Booneville High School and Junior High School students, as well as community members were challenged last week to adopt a kinder, gentler approach to their fellowman.

Dubbed Rachel’s Challenge the challenge was made on behalf of Rachel Joy Scott, a 17-year girl who on April 20, 1999 was the first to die in the massacre at Columbine High School in Littleton, Colo.

A five pronged approach to life, Rachel’s Challenge was presented by her uncle, Larry Scott, and is derived largely from diary and journal writings of the student known for her care of others.

"Be the change you want to see in this world," Larry Scott said.

In the days after her death Rachel Scott’s father, Darrell Scott, located a copy of an essay his daughter had written for a fifth period class in which she urged starting "what she called a chain reaction of kindness and compassion," said Larry Scott.

"I have this theory that if one person will go out of their way to show compassion, it will start a chain reaction of the same," Larry Scott read. "People will never know how far a little kindness can go.

"My codes may seem like a fantasy, but test it yourself you may just start a chain reaction."

Scott’s presentation included a series of videos to emphasize Challenge points, including one from Rachel Scott’s brother, Craig, who described the horror of watching 10 people die and a dozen others be wounded in the high school library that day – having already heard, though unknowingly, the gunfire that murdered his sister.

"It’s a day that I will never forget as long as I live," said Larry Scott, whose own children were also at the school that day, daughter Sarah running for her life and a son in another part of the school. "It’s a day I hope you guys never have to see.

"My videos can’t show it; my words can’t tell you how bad it really was."

Killed beside Craig Scott were two of Craig Scott’s friends, one an African American who was taunted with racial slurs before a shotgun blast to the head. Scott said his nephew, who survived only because the gunmen were distracted by the activation of a sprinkler system, caused, literally, by their smoking guns.

Larry Scott said his nephew urged him to issue a challenge that students remove all prejudices, which works hand in hand with Rachel’s challenge to look for the best in others, not the worst.

Rachel Scott believed, Larry Scott said, you should give someone three chances before judging them and by looking for the best in classmates, teachers and others it will "make you a better person.

The second portion of the Challenge is to dream big, which Rachel fulfilled even as a 13-year old who wrote on the back of her dresser that she would impact the world.

Larry Scott also drew parallels between his niece and Anne Frank, who both kept diaries in which they seemingly foretold of their deaths at young ages, but were able to affect the world because they kept journals and clearly stated written goals. The Challenge included students starting a good habit of keeping their own journals for 30 days.

Further parallels between Rachel Scott and Frank included both losing their lives due to the influence to the same man, Adolph Hitler.

Eric Harris and Dylan Kelbold chose Hitler’s birthday for their attack, as noted in their own diaries, which was expected to include bomb detonations and firing upon students exiting the building rather than a building entrance.
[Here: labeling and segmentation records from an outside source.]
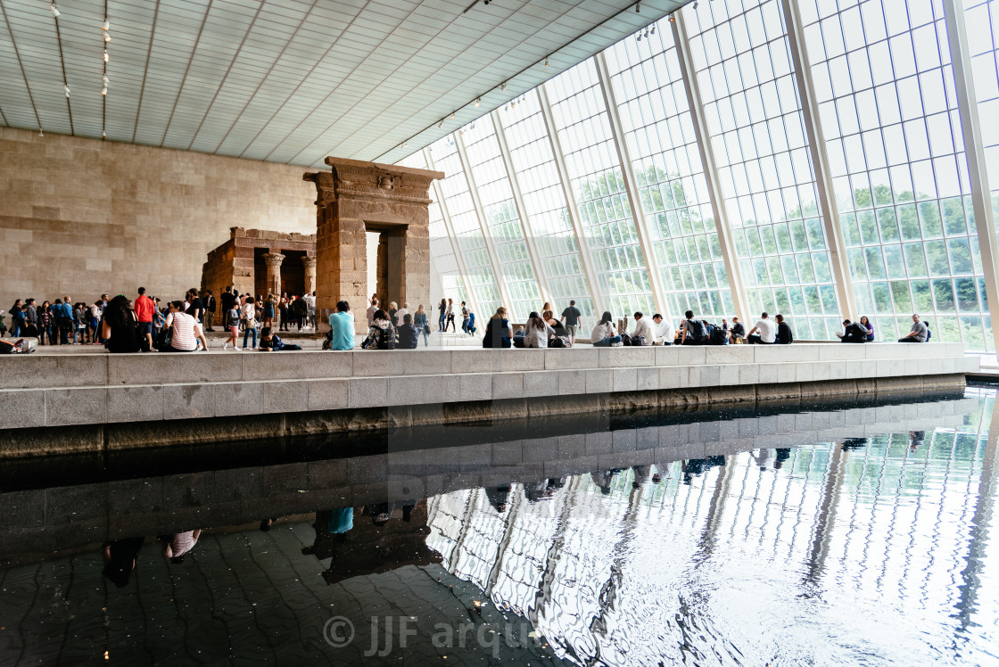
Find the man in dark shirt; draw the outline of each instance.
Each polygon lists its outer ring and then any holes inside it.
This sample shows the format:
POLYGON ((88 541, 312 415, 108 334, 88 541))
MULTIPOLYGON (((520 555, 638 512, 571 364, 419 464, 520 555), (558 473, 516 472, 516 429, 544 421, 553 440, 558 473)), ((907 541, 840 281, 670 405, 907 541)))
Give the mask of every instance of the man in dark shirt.
POLYGON ((194 288, 188 291, 187 314, 197 320, 199 324, 205 316, 205 303, 198 298, 198 291, 194 288))
POLYGON ((568 308, 562 311, 562 317, 559 318, 559 322, 565 325, 565 332, 568 333, 568 341, 575 344, 575 334, 579 331, 579 318, 582 314, 579 313, 579 309, 575 307, 575 302, 571 301, 568 303, 568 308))

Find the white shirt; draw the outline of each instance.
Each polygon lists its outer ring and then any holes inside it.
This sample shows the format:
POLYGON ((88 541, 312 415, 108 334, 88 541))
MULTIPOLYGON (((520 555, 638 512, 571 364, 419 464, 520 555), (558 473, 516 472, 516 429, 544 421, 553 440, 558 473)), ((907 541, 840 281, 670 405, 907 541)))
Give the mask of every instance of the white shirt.
POLYGON ((759 337, 763 342, 773 342, 777 339, 777 326, 769 318, 760 320, 753 328, 759 330, 759 337))
POLYGON ((668 320, 663 320, 655 326, 655 337, 662 338, 666 342, 672 342, 676 336, 676 331, 669 324, 668 320))
POLYGON ((589 340, 590 342, 599 342, 603 338, 611 335, 617 335, 617 330, 614 328, 614 324, 612 322, 598 322, 596 323, 596 327, 593 328, 593 333, 589 334, 589 340))
POLYGON ((634 329, 631 331, 631 337, 640 335, 645 338, 645 344, 652 344, 652 324, 647 318, 642 318, 634 323, 634 329))
POLYGON ((555 330, 550 325, 545 324, 544 329, 535 329, 529 325, 523 331, 524 347, 547 347, 548 336, 554 335, 555 330))

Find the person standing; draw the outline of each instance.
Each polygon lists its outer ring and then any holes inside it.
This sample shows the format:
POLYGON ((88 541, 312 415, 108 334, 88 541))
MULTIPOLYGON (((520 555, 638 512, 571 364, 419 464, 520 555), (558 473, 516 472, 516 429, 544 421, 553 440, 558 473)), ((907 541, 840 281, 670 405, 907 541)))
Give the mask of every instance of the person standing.
POLYGON ((568 334, 568 341, 575 344, 575 334, 579 332, 579 318, 582 314, 575 307, 575 301, 568 303, 568 308, 562 311, 562 316, 558 321, 565 325, 565 332, 568 334))
POLYGON ((776 339, 777 326, 773 324, 773 321, 770 320, 770 317, 766 313, 763 313, 759 317, 759 321, 749 331, 749 335, 746 336, 746 340, 751 345, 772 345, 776 339), (755 335, 756 332, 759 332, 759 335, 755 335))
POLYGON ((448 331, 448 326, 449 325, 451 326, 451 333, 452 334, 458 334, 458 332, 455 331, 455 300, 454 299, 449 299, 448 300, 448 321, 445 323, 444 331, 446 331, 446 332, 448 331))
POLYGON ((424 305, 417 308, 417 317, 413 319, 413 325, 424 334, 424 347, 430 345, 428 334, 431 332, 430 324, 427 322, 427 313, 424 312, 424 305))
MULTIPOLYGON (((223 311, 223 313, 228 313, 228 312, 229 311, 223 311)), ((211 290, 205 291, 205 331, 206 332, 215 331, 215 296, 212 295, 211 290)))
POLYGON ((673 344, 673 338, 676 337, 676 332, 673 330, 673 326, 669 324, 668 320, 664 320, 661 315, 656 313, 652 316, 652 322, 655 323, 655 330, 652 333, 654 340, 656 342, 659 339, 662 340, 662 344, 671 345, 673 344))
POLYGON ((135 309, 135 319, 139 322, 139 336, 145 336, 149 342, 148 349, 152 349, 153 315, 156 313, 156 304, 146 296, 146 288, 139 288, 139 297, 135 300, 133 308, 135 309))
POLYGON ((908 335, 903 335, 902 337, 900 337, 898 339, 898 341, 899 342, 926 342, 927 338, 929 337, 927 335, 928 332, 929 332, 929 329, 927 329, 926 325, 924 323, 922 323, 922 322, 919 321, 919 316, 918 315, 914 315, 914 316, 912 316, 912 329, 909 330, 908 335))
POLYGON ((330 315, 330 349, 354 349, 354 314, 347 302, 337 302, 330 315))

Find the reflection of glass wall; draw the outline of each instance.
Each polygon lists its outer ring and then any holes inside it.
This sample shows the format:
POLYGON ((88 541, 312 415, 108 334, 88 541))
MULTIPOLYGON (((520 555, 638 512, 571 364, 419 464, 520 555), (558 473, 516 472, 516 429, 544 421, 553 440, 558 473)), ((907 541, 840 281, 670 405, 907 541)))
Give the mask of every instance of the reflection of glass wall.
POLYGON ((484 119, 482 123, 467 126, 462 140, 486 215, 486 229, 499 256, 500 275, 513 300, 508 304, 510 317, 515 322, 526 322, 531 311, 541 308, 541 293, 523 240, 520 216, 500 154, 496 130, 489 119, 484 119))
MULTIPOLYGON (((479 226, 476 206, 469 192, 469 182, 465 178, 465 170, 462 169, 458 147, 455 146, 453 139, 445 137, 432 144, 430 151, 435 169, 448 175, 441 182, 444 205, 451 215, 458 250, 469 272, 469 288, 476 297, 479 309, 484 311, 480 313, 480 318, 486 319, 500 308, 502 300, 500 298, 500 289, 486 249, 486 239, 483 238, 483 230, 479 226)), ((449 298, 454 299, 450 295, 449 298)), ((458 310, 456 304, 456 313, 458 310)))
POLYGON ((572 300, 584 317, 592 318, 593 299, 579 256, 579 242, 565 208, 537 93, 531 91, 518 104, 497 113, 534 234, 537 261, 543 265, 554 306, 558 310, 572 300))
POLYGON ((731 317, 732 293, 669 25, 604 54, 670 316, 689 309, 731 317))
POLYGON ((750 310, 828 339, 839 307, 780 2, 745 5, 683 12, 705 131, 750 310))
POLYGON ((545 91, 605 308, 615 316, 649 313, 652 288, 593 61, 558 75, 545 91))
POLYGON ((798 4, 860 314, 991 346, 942 7, 798 4))

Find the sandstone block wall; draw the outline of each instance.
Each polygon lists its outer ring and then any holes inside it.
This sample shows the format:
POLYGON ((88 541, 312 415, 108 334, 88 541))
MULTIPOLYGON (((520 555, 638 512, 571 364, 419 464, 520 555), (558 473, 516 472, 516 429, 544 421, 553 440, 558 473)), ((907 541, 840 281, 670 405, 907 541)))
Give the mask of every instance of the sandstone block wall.
MULTIPOLYGON (((232 227, 314 234, 302 168, 0 128, 0 309, 179 299, 232 227)), ((8 320, 9 323, 9 320, 8 320)))

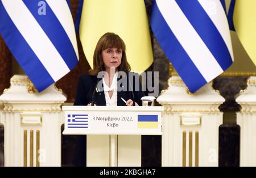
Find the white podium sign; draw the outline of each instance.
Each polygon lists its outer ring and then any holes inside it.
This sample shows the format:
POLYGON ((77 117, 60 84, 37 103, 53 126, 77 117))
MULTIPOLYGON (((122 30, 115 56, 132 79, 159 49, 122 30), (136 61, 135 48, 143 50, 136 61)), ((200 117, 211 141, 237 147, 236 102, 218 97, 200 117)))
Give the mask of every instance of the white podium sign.
POLYGON ((162 134, 163 107, 63 106, 63 134, 162 134))

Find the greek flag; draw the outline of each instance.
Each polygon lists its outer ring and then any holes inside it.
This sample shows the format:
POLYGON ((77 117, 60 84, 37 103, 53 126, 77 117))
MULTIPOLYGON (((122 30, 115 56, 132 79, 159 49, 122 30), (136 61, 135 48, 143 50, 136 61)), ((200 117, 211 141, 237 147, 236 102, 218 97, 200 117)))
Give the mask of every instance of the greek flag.
POLYGON ((88 115, 68 115, 68 128, 88 128, 88 115))
POLYGON ((1 0, 0 33, 39 92, 77 63, 74 24, 66 1, 1 0))
POLYGON ((233 62, 228 20, 220 0, 156 0, 151 27, 192 92, 233 62))

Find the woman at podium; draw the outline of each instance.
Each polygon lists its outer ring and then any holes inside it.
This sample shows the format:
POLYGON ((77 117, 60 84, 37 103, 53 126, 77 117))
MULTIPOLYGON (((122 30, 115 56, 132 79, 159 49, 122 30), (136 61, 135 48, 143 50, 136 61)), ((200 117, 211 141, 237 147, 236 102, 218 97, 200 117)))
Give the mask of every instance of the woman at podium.
MULTIPOLYGON (((74 105, 141 105, 144 96, 138 73, 130 71, 120 37, 106 33, 98 40, 93 69, 79 78, 74 105)), ((73 165, 86 165, 86 135, 79 136, 73 165)))

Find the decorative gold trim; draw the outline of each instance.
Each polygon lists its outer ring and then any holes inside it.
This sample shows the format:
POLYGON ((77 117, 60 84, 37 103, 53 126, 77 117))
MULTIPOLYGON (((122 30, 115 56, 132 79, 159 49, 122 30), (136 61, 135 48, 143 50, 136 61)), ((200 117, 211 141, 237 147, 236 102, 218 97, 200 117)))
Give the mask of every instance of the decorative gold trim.
MULTIPOLYGON (((178 76, 179 74, 174 69, 172 64, 169 63, 169 76, 178 76)), ((254 72, 224 72, 220 76, 221 77, 250 77, 256 76, 256 73, 254 72)))
POLYGON ((192 92, 190 91, 189 89, 188 89, 188 88, 186 86, 186 92, 187 92, 187 94, 188 94, 188 95, 192 95, 192 96, 193 96, 193 95, 195 95, 196 94, 196 91, 195 92, 193 92, 193 93, 192 93, 192 92))
POLYGON ((213 91, 214 91, 214 92, 216 92, 216 93, 217 93, 218 94, 220 94, 220 91, 218 91, 218 90, 215 90, 215 89, 213 88, 213 82, 212 82, 212 81, 210 82, 210 87, 212 87, 212 90, 213 91))
POLYGON ((53 86, 54 86, 54 88, 55 88, 56 90, 57 90, 61 93, 63 93, 63 91, 62 91, 62 90, 61 88, 58 88, 57 87, 57 86, 56 86, 56 83, 54 83, 53 86))
POLYGON ((182 166, 186 167, 186 132, 182 133, 182 166))
POLYGON ((5 90, 3 90, 3 94, 5 94, 5 93, 7 92, 8 91, 9 91, 10 89, 10 87, 10 87, 8 88, 5 88, 5 90))
POLYGON ((35 94, 37 92, 36 88, 35 88, 35 86, 34 85, 33 83, 28 78, 27 78, 27 92, 29 94, 35 94))
POLYGON ((27 83, 27 77, 26 79, 20 79, 20 78, 11 78, 10 79, 10 83, 27 83))
POLYGON ((222 73, 221 77, 251 77, 256 76, 256 73, 243 73, 243 72, 224 72, 222 73))
POLYGON ((30 130, 30 167, 34 165, 34 131, 30 130))
POLYGON ((199 132, 196 132, 196 148, 195 148, 195 165, 199 167, 199 132))
POLYGON ((249 84, 252 85, 256 85, 256 80, 253 79, 249 79, 249 84))
POLYGON ((170 83, 173 85, 176 84, 185 84, 181 79, 171 79, 170 83))
POLYGON ((23 166, 27 166, 27 132, 23 131, 23 166))
POLYGON ((3 111, 6 112, 61 112, 61 109, 18 109, 4 108, 3 111))
POLYGON ((43 114, 40 113, 20 113, 20 125, 36 125, 43 124, 43 114), (23 121, 24 116, 38 116, 40 117, 40 123, 30 123, 23 121))
POLYGON ((164 109, 164 113, 183 113, 183 112, 200 112, 200 113, 220 113, 220 110, 218 111, 212 111, 210 109, 205 110, 171 110, 164 109))
POLYGON ((189 131, 189 154, 188 154, 188 166, 192 166, 192 132, 189 131))
POLYGON ((39 150, 40 150, 40 131, 36 130, 36 167, 40 166, 39 162, 39 150))
POLYGON ((202 124, 202 115, 186 115, 181 114, 180 115, 180 124, 181 126, 201 126, 202 124), (184 124, 182 122, 182 118, 184 117, 199 117, 199 124, 184 124))
POLYGON ((176 70, 174 69, 174 66, 171 62, 169 62, 169 76, 177 76, 179 74, 177 73, 176 70))

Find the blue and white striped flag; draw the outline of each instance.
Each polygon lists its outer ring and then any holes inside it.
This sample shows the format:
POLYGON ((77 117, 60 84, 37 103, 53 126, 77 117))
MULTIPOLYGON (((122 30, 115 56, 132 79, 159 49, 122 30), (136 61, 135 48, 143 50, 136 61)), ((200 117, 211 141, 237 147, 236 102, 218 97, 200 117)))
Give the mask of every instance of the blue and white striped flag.
POLYGON ((192 92, 233 62, 228 20, 220 0, 156 0, 151 27, 192 92))
POLYGON ((88 128, 88 115, 68 115, 68 128, 88 128))
POLYGON ((39 92, 77 63, 75 26, 66 1, 1 0, 0 33, 39 92))

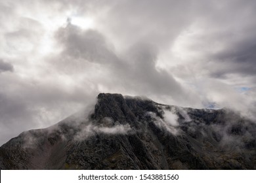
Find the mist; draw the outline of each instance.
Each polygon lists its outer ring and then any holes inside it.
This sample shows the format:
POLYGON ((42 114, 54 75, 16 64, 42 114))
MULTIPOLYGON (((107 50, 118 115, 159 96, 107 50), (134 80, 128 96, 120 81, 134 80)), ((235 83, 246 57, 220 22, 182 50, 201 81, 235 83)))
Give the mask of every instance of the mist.
POLYGON ((99 93, 229 108, 255 121, 255 7, 252 0, 1 1, 0 144, 56 124, 99 93))

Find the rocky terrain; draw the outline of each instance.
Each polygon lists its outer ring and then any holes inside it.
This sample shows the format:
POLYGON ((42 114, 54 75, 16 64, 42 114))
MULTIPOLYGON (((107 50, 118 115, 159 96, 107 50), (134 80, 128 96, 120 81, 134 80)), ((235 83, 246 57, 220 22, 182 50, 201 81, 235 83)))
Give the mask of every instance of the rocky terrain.
POLYGON ((228 109, 100 93, 91 112, 3 144, 0 169, 256 169, 255 139, 255 123, 228 109))

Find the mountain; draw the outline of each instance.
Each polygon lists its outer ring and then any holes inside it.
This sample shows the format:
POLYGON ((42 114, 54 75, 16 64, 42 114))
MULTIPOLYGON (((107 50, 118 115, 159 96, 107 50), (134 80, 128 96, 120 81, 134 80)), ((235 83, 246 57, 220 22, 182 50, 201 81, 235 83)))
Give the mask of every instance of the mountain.
POLYGON ((256 169, 256 125, 228 109, 195 109, 100 93, 91 112, 22 133, 1 169, 256 169))

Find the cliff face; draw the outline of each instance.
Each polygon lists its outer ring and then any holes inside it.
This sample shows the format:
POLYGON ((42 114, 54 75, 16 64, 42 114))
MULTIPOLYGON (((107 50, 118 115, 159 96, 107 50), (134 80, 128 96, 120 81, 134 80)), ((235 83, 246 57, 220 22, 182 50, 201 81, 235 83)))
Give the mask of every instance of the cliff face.
POLYGON ((100 93, 94 111, 0 148, 1 169, 256 169, 256 125, 227 110, 100 93))

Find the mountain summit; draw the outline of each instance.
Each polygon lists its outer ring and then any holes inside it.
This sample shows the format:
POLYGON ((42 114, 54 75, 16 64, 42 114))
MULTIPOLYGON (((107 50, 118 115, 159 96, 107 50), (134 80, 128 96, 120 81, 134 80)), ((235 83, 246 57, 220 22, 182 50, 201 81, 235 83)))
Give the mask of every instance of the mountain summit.
POLYGON ((0 148, 1 169, 256 169, 256 125, 195 109, 100 93, 94 109, 0 148))

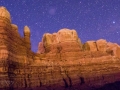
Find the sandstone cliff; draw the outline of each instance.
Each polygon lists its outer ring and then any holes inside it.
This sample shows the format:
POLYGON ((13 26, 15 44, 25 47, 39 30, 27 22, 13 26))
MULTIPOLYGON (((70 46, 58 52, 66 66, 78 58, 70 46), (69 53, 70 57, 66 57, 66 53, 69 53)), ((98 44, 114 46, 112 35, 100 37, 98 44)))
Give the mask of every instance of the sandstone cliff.
POLYGON ((120 46, 104 39, 82 44, 75 30, 43 35, 31 51, 30 29, 24 37, 0 7, 1 90, 90 90, 120 81, 120 46), (7 82, 7 83, 6 83, 7 82))

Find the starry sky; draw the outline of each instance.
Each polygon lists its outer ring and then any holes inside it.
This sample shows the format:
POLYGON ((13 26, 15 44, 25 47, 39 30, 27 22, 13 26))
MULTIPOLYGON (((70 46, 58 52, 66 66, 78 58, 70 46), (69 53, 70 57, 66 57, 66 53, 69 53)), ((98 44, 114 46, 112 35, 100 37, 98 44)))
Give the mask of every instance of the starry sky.
POLYGON ((106 39, 120 44, 120 0, 0 0, 12 23, 31 30, 32 50, 44 33, 75 29, 81 41, 106 39))

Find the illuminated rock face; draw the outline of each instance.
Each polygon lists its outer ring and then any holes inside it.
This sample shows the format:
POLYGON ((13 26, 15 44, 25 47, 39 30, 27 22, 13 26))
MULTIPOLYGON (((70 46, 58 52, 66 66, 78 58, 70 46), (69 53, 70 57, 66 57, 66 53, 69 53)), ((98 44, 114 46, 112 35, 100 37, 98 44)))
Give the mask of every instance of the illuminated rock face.
POLYGON ((85 90, 84 85, 120 80, 119 66, 119 45, 102 39, 82 44, 77 32, 69 29, 44 34, 38 52, 33 53, 29 27, 21 37, 9 12, 0 7, 1 90, 68 90, 76 85, 85 90))

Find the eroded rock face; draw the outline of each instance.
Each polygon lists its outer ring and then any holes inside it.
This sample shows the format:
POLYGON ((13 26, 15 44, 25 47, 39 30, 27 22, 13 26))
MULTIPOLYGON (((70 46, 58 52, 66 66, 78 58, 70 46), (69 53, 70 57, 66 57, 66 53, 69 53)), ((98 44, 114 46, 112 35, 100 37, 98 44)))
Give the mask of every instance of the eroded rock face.
POLYGON ((41 53, 41 54, 45 53, 45 48, 44 48, 43 42, 39 42, 37 53, 41 53))
POLYGON ((104 39, 99 39, 96 41, 96 45, 97 45, 98 51, 105 52, 107 48, 107 41, 104 39))
POLYGON ((45 52, 57 53, 59 52, 58 49, 61 49, 62 51, 68 51, 66 49, 70 49, 72 47, 74 47, 74 49, 78 48, 78 50, 81 49, 81 41, 78 38, 77 32, 69 29, 61 29, 57 33, 53 34, 44 34, 42 43, 45 52))
POLYGON ((106 45, 105 40, 88 41, 82 50, 76 31, 61 29, 44 34, 38 54, 30 49, 30 29, 25 26, 24 37, 16 31, 17 26, 3 15, 0 18, 0 90, 72 90, 74 86, 86 90, 86 86, 97 87, 120 80, 119 45, 106 45))
POLYGON ((120 58, 120 46, 117 43, 107 43, 107 52, 120 58))

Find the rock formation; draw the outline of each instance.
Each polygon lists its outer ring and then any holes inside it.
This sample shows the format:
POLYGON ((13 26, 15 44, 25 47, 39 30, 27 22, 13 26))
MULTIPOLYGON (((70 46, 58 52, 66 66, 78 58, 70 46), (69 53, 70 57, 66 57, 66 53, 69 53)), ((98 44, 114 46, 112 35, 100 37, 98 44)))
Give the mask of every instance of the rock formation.
POLYGON ((82 44, 75 30, 43 35, 31 51, 30 29, 24 37, 0 7, 0 90, 90 90, 120 81, 120 46, 104 39, 82 44))

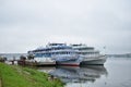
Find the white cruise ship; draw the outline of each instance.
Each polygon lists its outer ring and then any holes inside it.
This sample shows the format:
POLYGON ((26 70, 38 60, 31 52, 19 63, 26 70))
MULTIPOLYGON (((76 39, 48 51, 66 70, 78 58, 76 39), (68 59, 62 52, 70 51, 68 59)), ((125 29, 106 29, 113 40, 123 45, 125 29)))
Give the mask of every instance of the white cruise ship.
POLYGON ((87 47, 86 45, 71 45, 74 50, 79 50, 78 54, 83 58, 81 64, 104 64, 107 57, 100 54, 94 47, 87 47))
POLYGON ((78 50, 73 50, 67 44, 48 44, 45 48, 38 48, 28 51, 28 53, 34 54, 36 58, 50 58, 60 65, 78 66, 81 62, 78 50))

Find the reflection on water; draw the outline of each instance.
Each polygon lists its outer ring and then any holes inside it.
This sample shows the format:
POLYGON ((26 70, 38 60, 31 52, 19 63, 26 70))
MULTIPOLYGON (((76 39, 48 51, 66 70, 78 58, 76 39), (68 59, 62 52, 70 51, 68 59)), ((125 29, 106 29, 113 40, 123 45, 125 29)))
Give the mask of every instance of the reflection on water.
POLYGON ((43 67, 66 87, 131 87, 131 59, 109 58, 105 65, 43 67), (108 71, 108 72, 107 72, 108 71))
POLYGON ((59 66, 59 67, 44 67, 39 71, 47 72, 50 75, 60 78, 63 83, 94 83, 100 78, 102 75, 107 75, 107 70, 103 66, 59 66))

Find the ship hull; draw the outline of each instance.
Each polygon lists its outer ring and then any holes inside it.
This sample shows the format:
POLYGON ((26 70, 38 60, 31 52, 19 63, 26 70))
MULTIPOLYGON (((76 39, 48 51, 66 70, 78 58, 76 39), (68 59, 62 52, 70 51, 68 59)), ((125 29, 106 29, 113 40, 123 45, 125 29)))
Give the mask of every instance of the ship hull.
POLYGON ((84 60, 81 62, 81 65, 104 65, 106 60, 107 60, 106 55, 103 55, 103 57, 95 58, 92 60, 84 60))
POLYGON ((66 65, 66 66, 79 66, 80 62, 79 61, 62 61, 62 62, 56 62, 57 65, 66 65))

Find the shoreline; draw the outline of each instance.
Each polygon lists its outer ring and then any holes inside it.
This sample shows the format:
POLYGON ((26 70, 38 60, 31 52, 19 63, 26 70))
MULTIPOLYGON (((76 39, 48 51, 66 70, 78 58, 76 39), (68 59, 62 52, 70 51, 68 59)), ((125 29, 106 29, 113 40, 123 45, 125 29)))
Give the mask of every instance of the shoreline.
POLYGON ((47 73, 4 63, 0 63, 0 78, 3 87, 63 87, 59 78, 47 73))

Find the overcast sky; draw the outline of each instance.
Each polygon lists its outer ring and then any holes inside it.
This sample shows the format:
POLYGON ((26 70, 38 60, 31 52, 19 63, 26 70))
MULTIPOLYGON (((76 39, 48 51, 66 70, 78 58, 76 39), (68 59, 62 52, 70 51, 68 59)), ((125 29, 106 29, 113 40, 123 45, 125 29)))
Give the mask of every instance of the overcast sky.
POLYGON ((131 52, 131 0, 0 0, 0 53, 48 42, 131 52))

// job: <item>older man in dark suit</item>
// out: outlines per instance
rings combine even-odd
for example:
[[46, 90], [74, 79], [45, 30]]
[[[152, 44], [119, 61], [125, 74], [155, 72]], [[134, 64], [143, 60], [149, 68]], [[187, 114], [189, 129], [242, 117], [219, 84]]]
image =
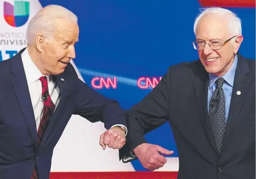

The Challenge employs students to select positive role models, unlike those of the killers. For Rachel Scott those included Frank and Dr. Martin Luther King, Jr. whose writing urged an end of a chain reaction of evil, which Rachel Scott adapted to her chain reaction of kindness.

"What you feed on all the time is what will influence what you will be," said Larry Scott. "It does matter what we want, what we look at, what we experience in life, who we hang out with, what we read. It all matters."

The fourth point of the Challenge is simply to show kindness. For that Rachel Scott determined to reach out to those with special needs, new students and those who are picked on and put down by others.

"After her death our family received hundreds, up to the thousands of emails, phone calls and letters from students and people she had reached out to," said Larry Scott.

One incident would prevent a suicide of a special needs student; another became a public service reenactment by A Foundation For A Better Life.

Obviously those actions can be looked down upon by others, leading to peer pressure, a subject Rachel Scott broached in a letter to her cousin, Sarah.

"Don’t let your character change color with its environment. Find you who you are and let it stay its true color," Rachel Scott wrote.

The final piece of the Challenge was to tell those you love of those feelings because of the uncertainty of life and in hopes of starting your own chain reaction.